Spring grains are the second round of cereals to be sown after winter grains and include spring barley, a key ingredient in beer.
Favourable weather in the EU’s largest grain grower France should allow spring barley sowings to speed up following delays of about 10 days.
“Weather forecasts are conducive to a quick end of sowings, which should thus be done during the optimum period,” a broker said.
Spring barley should ideally be sown by mid-March in France.
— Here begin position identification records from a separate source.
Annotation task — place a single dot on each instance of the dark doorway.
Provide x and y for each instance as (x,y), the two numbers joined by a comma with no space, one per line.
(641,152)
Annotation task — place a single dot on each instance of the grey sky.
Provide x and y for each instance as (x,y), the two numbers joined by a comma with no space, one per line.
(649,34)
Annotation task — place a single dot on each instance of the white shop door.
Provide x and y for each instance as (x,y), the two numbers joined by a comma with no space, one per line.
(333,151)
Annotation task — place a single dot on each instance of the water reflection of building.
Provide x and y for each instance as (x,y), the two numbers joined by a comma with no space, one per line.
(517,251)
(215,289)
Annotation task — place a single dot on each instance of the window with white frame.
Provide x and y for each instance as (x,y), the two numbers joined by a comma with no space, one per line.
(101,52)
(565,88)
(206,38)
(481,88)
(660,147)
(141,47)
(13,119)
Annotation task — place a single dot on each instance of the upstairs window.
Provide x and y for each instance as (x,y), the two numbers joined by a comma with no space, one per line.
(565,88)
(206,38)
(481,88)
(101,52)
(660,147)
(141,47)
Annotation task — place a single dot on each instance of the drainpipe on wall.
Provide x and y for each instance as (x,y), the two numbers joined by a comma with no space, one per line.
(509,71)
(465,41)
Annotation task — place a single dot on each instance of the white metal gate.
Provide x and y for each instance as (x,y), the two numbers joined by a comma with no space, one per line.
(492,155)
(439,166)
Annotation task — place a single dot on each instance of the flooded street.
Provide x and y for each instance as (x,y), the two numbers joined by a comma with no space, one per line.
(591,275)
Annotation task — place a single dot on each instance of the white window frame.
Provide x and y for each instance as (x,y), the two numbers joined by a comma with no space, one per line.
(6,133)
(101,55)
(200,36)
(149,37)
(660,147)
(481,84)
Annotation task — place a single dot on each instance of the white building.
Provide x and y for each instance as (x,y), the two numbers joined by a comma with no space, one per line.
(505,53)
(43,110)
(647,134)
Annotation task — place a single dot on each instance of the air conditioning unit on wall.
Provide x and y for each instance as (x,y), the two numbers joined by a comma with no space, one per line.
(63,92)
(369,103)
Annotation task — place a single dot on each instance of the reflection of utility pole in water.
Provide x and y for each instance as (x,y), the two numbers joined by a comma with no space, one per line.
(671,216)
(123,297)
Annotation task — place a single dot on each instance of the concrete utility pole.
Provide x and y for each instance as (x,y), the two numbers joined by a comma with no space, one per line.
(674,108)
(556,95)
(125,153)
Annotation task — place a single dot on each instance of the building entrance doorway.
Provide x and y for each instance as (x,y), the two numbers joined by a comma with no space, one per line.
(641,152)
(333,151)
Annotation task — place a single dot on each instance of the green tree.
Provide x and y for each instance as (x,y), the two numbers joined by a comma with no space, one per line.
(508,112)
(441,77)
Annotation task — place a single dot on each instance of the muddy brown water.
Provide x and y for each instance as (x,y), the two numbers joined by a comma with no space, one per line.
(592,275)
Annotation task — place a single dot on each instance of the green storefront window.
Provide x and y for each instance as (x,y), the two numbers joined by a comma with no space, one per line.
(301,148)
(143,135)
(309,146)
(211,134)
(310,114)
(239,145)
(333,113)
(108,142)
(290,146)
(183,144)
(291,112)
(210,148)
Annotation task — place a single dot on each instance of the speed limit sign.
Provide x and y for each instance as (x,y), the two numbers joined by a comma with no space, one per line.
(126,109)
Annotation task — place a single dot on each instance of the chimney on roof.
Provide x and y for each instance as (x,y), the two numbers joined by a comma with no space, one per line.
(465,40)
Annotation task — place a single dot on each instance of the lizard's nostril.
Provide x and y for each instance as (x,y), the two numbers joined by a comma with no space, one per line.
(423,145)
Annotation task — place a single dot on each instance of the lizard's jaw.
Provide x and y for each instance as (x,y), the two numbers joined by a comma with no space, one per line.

By Tuesday farmers had sown 40-50 percent of the planned area, brokers said.
Last year, when sowings suffered similar delays, good weather allowed farmers to sow over 40 percent of the area in the week to March 16.
Low prices mean French corn sowings, which usually start around end-March, may be six percent lower this year.
In the second largest grain producer Germany, plantings will be delayed about two weeks by a mixture of frost and rain but the delay should not cause concern, a German analyst said.
Heavy frost damage to crops in Poland means a large area will have to be replanted with spring grains.
Out of 10.9 million acres of winter grains planted in autumn 2015 about six to seven percent will have to re-planted in the spring due to winterkill, said Wojtek Sabaranski of analysts Sparks Polska.
Poland’s spring grain planted area will expand by about 15 percent on the year to around 8.4 million acres.
“Farmers are likely to increase spring barley, spring wheat, and oat acreage the most,” Sabaranski said.
Rains have slowed spring planting progress in Britain but an overall increase in area is anticipated.
“Soils are still quite wet and I think we are behind normal (with spring plantings),” said analyst Susan Twining of consultants ADAS.
An increase in British spring cropping is anticipated this year with about 160,000 acres additionally available following a cut in winter rapeseed sowings.
“I would expect we will probably see a 3-4 percent increase in spring barley (area) which would take up 50,000 acres,” Twining said, adding there were also likely to be increases in spring beans and fallow land.
Low prices and problems with the black-grass weed could encourage an increase in the amount of fallow land.